Ces moments-là je me fais petite mousse, apprentie et je cherche par tous les moyens à te déconcentrer.
Bien sûr, le plus souvent tu te retrouves sans ceinture. Il est arrivé une fois aussi sans boutons car je les avais traîtreusement découpés. Le pantalon sur les chevilles, imperturbable, tu mitonnais.
Et je passe du stade d’apprentie nulle chargée d’éplucher, à celui, docilissime, d’apprentie ligotée sur la chaise.
Car que je vienne te frôler l’entrejambe à ce moment fatidique t’énervais passablement.
Et comme tu es habile de tes doigts, je me laisse ligoter.
Et, résignée, j’épluche.
Puis tu me fais goûter telle cuillère, telle sauce sur le bout de ton doigt.
Et l’air de rien, je lappe, je suce, je complimente. Je ne suis plus entreprenante du tout.
Plus d’une fois tu as tout abandonné.
Plus d’une fois je me suis retrouvée coincée dans un coin, ta queue dans ma bouche et là tu t’égares, tu me dis des horreurs, tu fuck my mouth entre autres, puis tu éclates en moi, loin ; moi perdue, tous les deux complètement partis.
Plus d’une fois nous avons tout terminé au resto thaï, hilares ou souriants.
Jamais tu n’as été fichu de taper sur l’ordi. Tu as besoin de stylos, crayons, papiers, paperasse.
Partout. Plus désordonné, ça n’existe pas. J’aime bien ce désordre, je n’interviens surtout pas.
A 5h du matin, tu ne rentres plus, tu écris.
Avant le plus souvent tu sortais puis ne rentrais qu’à l’aurore, plein de fumée de cigarette, d’alcool et de visions. Ca arrive encore, j’aime bien t’y suivre et partager avec toi ce plaisir de connivences secrètes.
Je ne sais jamais d’avance ce que tu as prévu et j’aime bien ça aussi.
Mais là, c’est écrire qui te semble une urgence. Appliqué, une thermos de café, les cigarettes à portée de main, ton stylo court, ton front est baissé, large et clair et tes cheveux sont plaqués par ta main impatiente.
J’arrive le matin, je m’installe plus ou moins, je déjeune à nouveau.

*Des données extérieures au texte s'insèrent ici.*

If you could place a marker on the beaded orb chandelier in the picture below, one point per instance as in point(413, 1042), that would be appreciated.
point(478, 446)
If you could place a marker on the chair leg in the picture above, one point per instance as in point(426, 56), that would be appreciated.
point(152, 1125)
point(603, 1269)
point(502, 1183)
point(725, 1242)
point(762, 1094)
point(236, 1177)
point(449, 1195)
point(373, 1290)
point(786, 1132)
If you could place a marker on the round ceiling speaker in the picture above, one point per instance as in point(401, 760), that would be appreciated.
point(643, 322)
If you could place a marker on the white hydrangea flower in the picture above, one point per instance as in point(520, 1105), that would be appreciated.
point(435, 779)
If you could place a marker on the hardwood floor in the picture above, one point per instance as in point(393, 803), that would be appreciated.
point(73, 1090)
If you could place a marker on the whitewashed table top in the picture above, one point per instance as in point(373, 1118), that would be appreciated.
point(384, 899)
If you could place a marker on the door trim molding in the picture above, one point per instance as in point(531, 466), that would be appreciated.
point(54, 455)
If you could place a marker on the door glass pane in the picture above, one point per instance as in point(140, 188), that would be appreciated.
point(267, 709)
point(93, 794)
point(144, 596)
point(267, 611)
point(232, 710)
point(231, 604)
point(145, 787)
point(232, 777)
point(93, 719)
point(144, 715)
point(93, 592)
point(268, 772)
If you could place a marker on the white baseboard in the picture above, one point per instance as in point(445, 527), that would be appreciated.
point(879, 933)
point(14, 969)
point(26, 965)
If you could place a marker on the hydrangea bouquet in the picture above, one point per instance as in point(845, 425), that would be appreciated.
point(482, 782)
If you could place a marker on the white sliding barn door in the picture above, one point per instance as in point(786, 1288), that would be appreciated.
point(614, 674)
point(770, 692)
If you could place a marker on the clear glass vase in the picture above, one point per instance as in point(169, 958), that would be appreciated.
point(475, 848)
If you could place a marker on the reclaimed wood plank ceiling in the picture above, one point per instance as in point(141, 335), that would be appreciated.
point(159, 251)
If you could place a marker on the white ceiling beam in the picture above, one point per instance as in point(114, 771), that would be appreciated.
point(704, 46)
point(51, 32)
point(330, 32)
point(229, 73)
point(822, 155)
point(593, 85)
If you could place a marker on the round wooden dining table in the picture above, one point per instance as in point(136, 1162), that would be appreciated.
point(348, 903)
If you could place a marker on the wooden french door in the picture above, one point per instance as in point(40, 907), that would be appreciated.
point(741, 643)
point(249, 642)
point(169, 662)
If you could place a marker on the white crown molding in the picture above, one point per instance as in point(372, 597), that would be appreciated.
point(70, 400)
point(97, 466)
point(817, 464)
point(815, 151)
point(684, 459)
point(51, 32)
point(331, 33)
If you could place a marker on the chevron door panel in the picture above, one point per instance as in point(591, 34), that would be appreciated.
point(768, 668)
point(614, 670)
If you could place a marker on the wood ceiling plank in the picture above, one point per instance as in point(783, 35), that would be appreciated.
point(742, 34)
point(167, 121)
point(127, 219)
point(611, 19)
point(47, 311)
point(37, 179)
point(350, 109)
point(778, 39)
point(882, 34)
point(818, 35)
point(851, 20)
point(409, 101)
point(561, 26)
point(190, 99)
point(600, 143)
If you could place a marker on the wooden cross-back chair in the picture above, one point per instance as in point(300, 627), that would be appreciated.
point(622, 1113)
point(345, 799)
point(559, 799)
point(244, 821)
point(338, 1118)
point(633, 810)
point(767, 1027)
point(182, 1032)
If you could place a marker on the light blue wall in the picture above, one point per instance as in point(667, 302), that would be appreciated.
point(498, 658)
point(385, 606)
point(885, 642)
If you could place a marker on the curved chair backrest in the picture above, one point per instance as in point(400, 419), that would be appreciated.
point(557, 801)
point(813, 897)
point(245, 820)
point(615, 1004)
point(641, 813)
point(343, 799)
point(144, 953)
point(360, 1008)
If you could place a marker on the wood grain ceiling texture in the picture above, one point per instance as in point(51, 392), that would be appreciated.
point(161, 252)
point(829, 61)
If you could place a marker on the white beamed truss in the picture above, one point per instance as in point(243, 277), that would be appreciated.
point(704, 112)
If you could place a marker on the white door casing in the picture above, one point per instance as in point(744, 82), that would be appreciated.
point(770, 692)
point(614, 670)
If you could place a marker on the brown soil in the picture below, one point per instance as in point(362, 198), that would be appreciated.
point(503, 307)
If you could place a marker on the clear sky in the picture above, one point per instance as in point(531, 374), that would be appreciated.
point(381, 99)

Je me fiche de ce que tu écris, enfin j’aimerais, mais j’aime tes évocations, je suis jalouse des personnes évoquées, de croiser ceux qui comptent dans ta vie. Ma jalousie douloureuse n’est pas que tu apprécie actuellement telle ou telle fille, je m’en fiche. C’est de te croiser au travers de ces lignes.
De te reconnaître et de savoir que j’étais là, au même moment, mais ailleurs, pas avec toi.
Cette longue proximité me donne le vertige. Je voyais les mêmes gens, j’étais dans les mêmes lieux et je ne t’y voyais pas. Ca, ça me semble monstrueux, rétrospectivement.
Où avais-je ma tête ?
La jalousie aussi de ce papier qui t’accapare, de ces kilomètres de lignes qui te renvoient si loin en arrière et parfois dans des moments difficiles. Tu surmontes, tu déjoues les obstacles de la mémoire et des mots qui ne viennent pas.
Pour moi qui vit dans l’instant il n’y a pas de passé, et l’avenir n’est pas vraiment maitrisable.
Une fois tu m’a dis « Je ne savais pas que le présent et mes émotions seraient un tel obstacle pour écrire ». Et je veux être un obstacle, je veux être une émotion, je veux être ce présent.
Et je n’ai pas vraiment de respect pour la sacro-sainte écriture, pour moi c’est une fuite de plus.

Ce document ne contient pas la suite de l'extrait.